If you are able to sing a song, whistle a tune, tell a story, dance a dance, strum, bow, pick, pound, blow, or tap on an instrument, you are welcome to stay at our house. Or so it seems. If you have ever taken in stray cats, you know that as soon as one is gone, another shows up in its place. There were so many guests in our home: Molly, and the storyteller Richard Chase—the only guest ever asked to leave—and a friend of Joanne’s named Sharon, and Mike Seeger and so many other performing artists. There is Guy Carawan, a frequent guest over the years, famous for introducing the protest song “We Shall Overcome” to the American civil rights movement, and the accomplished folk dancers Peter and Polly Gott. Polly teaches me an old Halloween song about getting lost in a hayfield while my father teaches Peter how to build and repair instruments.
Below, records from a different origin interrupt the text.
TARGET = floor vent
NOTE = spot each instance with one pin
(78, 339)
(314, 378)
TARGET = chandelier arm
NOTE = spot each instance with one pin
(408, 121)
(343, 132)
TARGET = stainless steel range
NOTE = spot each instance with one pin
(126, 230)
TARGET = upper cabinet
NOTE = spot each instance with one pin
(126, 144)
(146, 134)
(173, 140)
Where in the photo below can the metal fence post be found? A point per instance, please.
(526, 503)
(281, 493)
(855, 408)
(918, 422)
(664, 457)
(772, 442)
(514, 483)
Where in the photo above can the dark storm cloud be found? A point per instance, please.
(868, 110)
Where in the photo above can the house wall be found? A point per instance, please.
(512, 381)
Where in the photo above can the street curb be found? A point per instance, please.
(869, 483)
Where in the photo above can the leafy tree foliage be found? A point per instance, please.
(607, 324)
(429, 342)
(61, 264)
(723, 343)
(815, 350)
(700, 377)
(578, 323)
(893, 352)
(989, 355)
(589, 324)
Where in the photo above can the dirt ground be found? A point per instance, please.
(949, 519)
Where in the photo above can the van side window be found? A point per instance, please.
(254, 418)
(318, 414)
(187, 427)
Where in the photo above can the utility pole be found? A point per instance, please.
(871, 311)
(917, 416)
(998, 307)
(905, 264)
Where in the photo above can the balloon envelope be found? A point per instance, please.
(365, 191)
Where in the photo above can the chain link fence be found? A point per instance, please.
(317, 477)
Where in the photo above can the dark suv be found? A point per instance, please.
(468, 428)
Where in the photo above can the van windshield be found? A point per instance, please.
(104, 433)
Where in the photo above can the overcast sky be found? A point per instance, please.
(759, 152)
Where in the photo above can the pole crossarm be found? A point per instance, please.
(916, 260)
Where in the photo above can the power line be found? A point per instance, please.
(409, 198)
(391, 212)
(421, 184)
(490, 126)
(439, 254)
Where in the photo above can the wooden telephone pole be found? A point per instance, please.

Not everyone is a famous performer or gifted musician. One day a young man named JC arrives on a motorcycle, builds a lean-to in the backyard, and moves in. My father lets him stay there and do some odd jobs in exchange for food and a guitar. I don’t ask why. This is just the way it is.

Another stray in my parents’ collection is Dave Copeland, a fisherman who specializes in singing whaling songs and sea shanties. He is good, but the demand for whaling songs and sea shanties is limited and his music career soon runs aground. He sells my mother his little green Hillman Husky, an English car she thinks is cute. I love the Husky—and hate it. I have to park it facing downhill so I can jump-start it. Parts fall off when I drive over railroad tracks and speed bumps. Sometimes the hatchback pops open. I have to stomp the brakes to get the door to slam shut. The Hillman finally dies for good on Garey Avenue in Pomona, leaving me and my mother stranded by the side of the road.

“Not such a cute car, now, is it?” asks my father when he picks us up.

As the end of my senior year approaches, I introduce an actual boyfriend into this chaotic lifestyle of people and music and instruments and houseguests. Jeff is my age. He wears white fitted T-shirts and jeans, works on his car, and listens to KFWB, the local radio station that is popular among kids our age. We go to In-N-Out Burger and park in the orange groves. Jeff is my idea of normal because our relationship isn’t complicated by politics or an age difference or life-and-death issues. Jeff has never seen anything like my family and does not know what to make of us, but he likes me and he tries gamely to fit in. We’re looking forward to summer break.